BIOTECHNOLOGY & BIOTECHNOLOGICAL EQUIPMENT, vol.30, no.4, pp.653-660, 2016 (Journal Indexed in SCI) identifier identifier

  • Publication Type: Article / Review
  • Volume: 30 Issue: 4
  • Publication Date: 2016
  • Doi Number: 10.1080/13102818.2016.1181989
  • Title of Journal : BIOTECHNOLOGY & BIOTECHNOLOGICAL EQUIPMENT
  • Page Numbers: pp.653-660

Abstract

Accurate assessment of liver fibrosis is a critical aspect of diagnosis, prognosis prediction, surveillance strategies, therapeutic planning and monitoring, and also for validation of non-invasive surrogates of fibrosis.

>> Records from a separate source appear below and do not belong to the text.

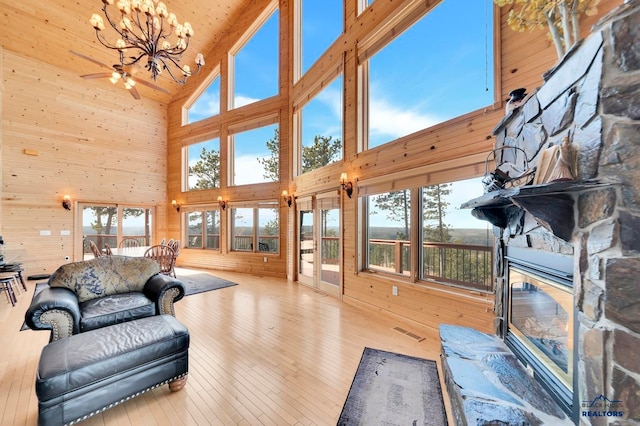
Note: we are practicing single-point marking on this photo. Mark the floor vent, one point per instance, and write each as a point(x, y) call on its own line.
point(408, 333)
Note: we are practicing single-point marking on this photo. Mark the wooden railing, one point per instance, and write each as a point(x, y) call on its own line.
point(465, 265)
point(112, 240)
point(266, 243)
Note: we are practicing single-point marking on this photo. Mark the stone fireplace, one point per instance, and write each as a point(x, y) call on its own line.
point(568, 251)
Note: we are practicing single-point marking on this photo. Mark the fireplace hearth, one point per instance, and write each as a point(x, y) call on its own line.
point(539, 326)
point(571, 316)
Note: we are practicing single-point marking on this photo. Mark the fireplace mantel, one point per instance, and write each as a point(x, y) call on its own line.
point(551, 204)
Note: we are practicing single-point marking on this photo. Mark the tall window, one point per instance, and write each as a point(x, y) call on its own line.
point(453, 248)
point(321, 23)
point(456, 247)
point(254, 63)
point(321, 124)
point(432, 72)
point(203, 229)
point(256, 229)
point(254, 155)
point(203, 166)
point(207, 104)
point(389, 232)
point(110, 224)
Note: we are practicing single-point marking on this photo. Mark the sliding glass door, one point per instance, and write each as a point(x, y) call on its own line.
point(319, 243)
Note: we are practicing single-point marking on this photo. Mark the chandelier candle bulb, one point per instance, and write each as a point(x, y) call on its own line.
point(141, 28)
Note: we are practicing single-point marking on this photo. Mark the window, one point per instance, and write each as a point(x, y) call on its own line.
point(321, 124)
point(415, 80)
point(207, 104)
point(321, 23)
point(203, 165)
point(110, 224)
point(454, 248)
point(253, 65)
point(203, 229)
point(256, 229)
point(254, 155)
point(389, 232)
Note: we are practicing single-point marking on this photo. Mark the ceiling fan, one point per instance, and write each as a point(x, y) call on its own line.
point(119, 72)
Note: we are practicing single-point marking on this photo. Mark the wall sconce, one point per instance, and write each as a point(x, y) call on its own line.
point(286, 197)
point(346, 185)
point(66, 202)
point(223, 204)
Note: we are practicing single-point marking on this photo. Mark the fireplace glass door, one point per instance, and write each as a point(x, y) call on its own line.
point(541, 318)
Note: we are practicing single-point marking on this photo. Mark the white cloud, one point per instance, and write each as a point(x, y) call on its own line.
point(395, 121)
point(241, 100)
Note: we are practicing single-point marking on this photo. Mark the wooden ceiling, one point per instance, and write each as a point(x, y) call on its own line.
point(48, 30)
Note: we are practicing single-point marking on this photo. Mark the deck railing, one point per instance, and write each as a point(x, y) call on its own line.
point(464, 265)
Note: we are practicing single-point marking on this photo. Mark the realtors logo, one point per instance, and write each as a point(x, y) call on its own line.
point(601, 406)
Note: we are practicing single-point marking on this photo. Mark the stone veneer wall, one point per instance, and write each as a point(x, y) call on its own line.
point(593, 98)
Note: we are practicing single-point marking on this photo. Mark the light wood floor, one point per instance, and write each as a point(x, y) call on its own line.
point(264, 352)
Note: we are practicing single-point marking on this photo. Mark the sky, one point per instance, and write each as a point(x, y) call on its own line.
point(438, 69)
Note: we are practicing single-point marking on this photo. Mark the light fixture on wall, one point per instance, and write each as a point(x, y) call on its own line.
point(286, 197)
point(346, 185)
point(146, 29)
point(223, 204)
point(66, 202)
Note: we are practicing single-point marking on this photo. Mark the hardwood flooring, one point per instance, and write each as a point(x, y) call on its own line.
point(264, 352)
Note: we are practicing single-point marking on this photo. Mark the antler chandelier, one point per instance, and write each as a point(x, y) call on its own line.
point(145, 29)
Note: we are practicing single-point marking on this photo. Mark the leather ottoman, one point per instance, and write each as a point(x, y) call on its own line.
point(86, 373)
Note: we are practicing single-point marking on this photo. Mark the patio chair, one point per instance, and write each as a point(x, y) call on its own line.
point(164, 256)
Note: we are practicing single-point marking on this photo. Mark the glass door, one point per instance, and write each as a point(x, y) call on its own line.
point(306, 242)
point(319, 244)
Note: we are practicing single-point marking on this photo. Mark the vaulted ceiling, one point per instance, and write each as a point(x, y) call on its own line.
point(46, 30)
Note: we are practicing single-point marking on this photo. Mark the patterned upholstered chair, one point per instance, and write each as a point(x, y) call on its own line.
point(107, 290)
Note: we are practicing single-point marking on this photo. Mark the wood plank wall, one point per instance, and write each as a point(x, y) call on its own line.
point(93, 141)
point(456, 147)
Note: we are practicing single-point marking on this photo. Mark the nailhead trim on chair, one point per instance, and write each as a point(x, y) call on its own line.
point(55, 330)
point(166, 304)
point(98, 411)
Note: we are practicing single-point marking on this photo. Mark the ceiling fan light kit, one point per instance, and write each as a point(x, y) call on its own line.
point(145, 29)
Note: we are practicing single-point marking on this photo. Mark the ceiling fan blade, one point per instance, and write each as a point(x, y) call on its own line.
point(97, 75)
point(134, 92)
point(90, 59)
point(151, 85)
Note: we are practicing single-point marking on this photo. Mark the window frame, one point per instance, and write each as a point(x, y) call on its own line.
point(184, 175)
point(389, 30)
point(257, 24)
point(414, 180)
point(202, 88)
point(202, 209)
point(255, 235)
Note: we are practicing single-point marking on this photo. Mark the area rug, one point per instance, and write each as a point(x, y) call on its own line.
point(201, 282)
point(394, 389)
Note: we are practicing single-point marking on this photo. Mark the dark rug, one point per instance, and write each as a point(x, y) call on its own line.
point(394, 389)
point(201, 282)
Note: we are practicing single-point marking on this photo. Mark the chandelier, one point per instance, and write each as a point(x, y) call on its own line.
point(146, 29)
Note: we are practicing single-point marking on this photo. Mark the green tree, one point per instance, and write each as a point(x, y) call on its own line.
point(324, 150)
point(206, 170)
point(434, 210)
point(397, 205)
point(560, 17)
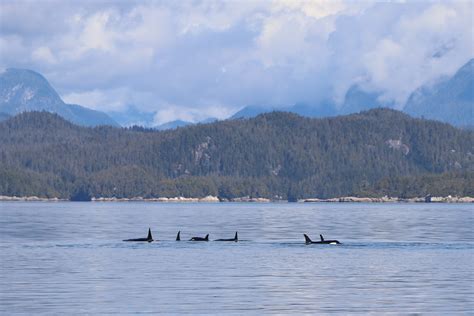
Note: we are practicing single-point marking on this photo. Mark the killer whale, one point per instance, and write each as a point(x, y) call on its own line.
point(309, 241)
point(149, 238)
point(200, 238)
point(236, 238)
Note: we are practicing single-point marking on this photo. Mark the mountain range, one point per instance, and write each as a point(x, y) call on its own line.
point(274, 155)
point(450, 99)
point(25, 90)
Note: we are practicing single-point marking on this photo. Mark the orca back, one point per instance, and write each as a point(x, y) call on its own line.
point(149, 237)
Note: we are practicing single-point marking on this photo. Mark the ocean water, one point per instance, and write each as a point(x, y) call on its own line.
point(69, 258)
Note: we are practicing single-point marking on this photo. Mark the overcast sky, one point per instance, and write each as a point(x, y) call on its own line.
point(198, 59)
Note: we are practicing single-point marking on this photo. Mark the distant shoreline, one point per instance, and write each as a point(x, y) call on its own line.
point(213, 199)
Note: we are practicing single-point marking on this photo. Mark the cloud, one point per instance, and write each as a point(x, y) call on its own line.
point(188, 60)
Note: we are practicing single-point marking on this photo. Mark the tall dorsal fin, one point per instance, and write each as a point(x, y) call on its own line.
point(149, 235)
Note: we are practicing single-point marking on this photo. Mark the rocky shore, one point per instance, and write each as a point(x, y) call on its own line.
point(245, 199)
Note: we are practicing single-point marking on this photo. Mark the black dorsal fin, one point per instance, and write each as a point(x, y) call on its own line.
point(149, 235)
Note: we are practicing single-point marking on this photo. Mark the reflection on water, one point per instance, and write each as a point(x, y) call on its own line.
point(69, 258)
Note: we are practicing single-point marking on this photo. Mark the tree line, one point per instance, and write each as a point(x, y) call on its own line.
point(275, 155)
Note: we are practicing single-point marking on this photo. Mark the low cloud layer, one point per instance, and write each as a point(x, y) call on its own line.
point(190, 60)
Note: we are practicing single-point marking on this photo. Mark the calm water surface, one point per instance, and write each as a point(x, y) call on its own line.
point(68, 258)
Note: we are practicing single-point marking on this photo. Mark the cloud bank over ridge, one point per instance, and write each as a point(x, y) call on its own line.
point(194, 59)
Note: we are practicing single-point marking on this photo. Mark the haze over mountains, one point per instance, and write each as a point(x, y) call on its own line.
point(449, 100)
point(282, 155)
point(25, 90)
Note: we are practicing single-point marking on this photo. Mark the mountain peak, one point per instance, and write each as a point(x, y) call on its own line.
point(24, 90)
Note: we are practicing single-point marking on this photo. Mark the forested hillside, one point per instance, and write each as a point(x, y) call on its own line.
point(276, 154)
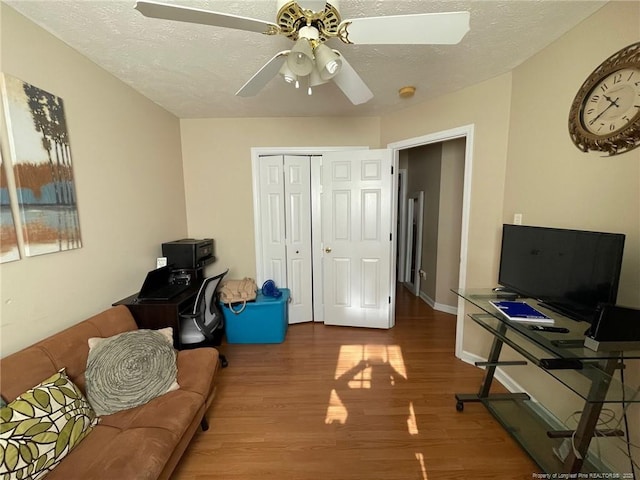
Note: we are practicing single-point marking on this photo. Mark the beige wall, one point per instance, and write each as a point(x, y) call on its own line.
point(128, 176)
point(549, 180)
point(217, 165)
point(552, 183)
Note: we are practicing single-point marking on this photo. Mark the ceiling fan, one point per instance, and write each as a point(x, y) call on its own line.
point(309, 24)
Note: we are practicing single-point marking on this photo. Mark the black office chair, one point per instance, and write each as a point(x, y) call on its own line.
point(204, 325)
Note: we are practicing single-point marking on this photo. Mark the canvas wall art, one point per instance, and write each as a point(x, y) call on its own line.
point(9, 250)
point(42, 168)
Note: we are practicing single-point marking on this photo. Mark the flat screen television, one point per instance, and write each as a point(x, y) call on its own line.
point(571, 271)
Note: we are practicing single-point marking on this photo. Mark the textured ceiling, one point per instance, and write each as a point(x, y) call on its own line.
point(194, 71)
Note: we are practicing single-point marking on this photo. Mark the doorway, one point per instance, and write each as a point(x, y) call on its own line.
point(467, 133)
point(415, 226)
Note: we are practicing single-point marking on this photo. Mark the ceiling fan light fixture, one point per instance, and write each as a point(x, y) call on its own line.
point(287, 74)
point(315, 78)
point(327, 62)
point(300, 60)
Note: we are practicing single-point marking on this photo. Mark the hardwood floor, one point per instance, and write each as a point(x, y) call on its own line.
point(341, 403)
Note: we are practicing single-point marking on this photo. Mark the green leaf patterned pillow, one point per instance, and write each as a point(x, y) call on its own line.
point(40, 427)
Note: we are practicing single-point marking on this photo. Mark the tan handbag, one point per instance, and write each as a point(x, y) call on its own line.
point(238, 291)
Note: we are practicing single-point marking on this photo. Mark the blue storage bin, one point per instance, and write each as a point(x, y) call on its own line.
point(263, 321)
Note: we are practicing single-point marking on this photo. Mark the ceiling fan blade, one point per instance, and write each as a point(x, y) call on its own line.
point(205, 17)
point(313, 5)
point(419, 29)
point(348, 80)
point(263, 76)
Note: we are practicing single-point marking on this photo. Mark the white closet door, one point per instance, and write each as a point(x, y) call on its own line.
point(297, 194)
point(285, 211)
point(272, 220)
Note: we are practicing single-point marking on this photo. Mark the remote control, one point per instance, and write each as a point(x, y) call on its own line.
point(546, 328)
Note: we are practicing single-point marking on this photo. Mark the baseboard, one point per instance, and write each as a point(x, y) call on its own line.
point(440, 307)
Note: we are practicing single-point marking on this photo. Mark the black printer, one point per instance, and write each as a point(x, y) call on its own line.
point(189, 253)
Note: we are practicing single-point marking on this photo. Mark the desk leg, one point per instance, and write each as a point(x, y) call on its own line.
point(494, 355)
point(589, 418)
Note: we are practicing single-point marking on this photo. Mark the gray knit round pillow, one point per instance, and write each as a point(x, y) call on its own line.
point(128, 370)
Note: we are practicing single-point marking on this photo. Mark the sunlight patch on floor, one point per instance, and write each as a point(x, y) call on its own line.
point(420, 458)
point(412, 423)
point(336, 411)
point(362, 367)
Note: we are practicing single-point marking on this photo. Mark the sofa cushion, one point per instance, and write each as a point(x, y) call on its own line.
point(111, 453)
point(196, 370)
point(41, 426)
point(130, 369)
point(172, 412)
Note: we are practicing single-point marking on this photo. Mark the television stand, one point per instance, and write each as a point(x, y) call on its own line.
point(590, 375)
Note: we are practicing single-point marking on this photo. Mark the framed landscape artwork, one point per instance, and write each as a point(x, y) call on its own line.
point(9, 250)
point(42, 168)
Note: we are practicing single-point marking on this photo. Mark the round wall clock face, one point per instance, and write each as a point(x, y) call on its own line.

Traditional histopathological stagings depend on subjective visual interpretation process of architectural changes of fibrosis without providing quantification as continuous numerical data, but rather in the form of discrete staging. This makes high level reproducibility practically impossible in its application, which should be minimized in scientific research. In the light of increasing demand for an objective method, digital image analysis (DIA) technology has been increasingly implemented for liver fibrosis assessment. Potential advantages and applications of reproducible quantitative fibrosis ratio measurements with DIA include performing broader scale of statistical analysis and comparison between studies, monitoring minor but potentially important quantity changes during fibrosis regression or progression (especially in the context of therapeutic trials), and to be a better histological reference standard for validity and accuracy of surrogates of fibrosis. DIA may also have a potential role within the new perspective of redefining and sub-classifying cirrhosis. Since DIA algorithm covers multiple domains of hepatopathology and engineering, it may seem to be complicated to a researcher. This review provides an understanding of all basic steps, techniques, clinical applications of computerized image analysis for the particular purpose of liver fibrosis aiming its better implementation in hepatology research. Further work is required for standardization of all stages of pre-imaging, digital image acquisition and digital image processing steps for generation of reproducible outputs.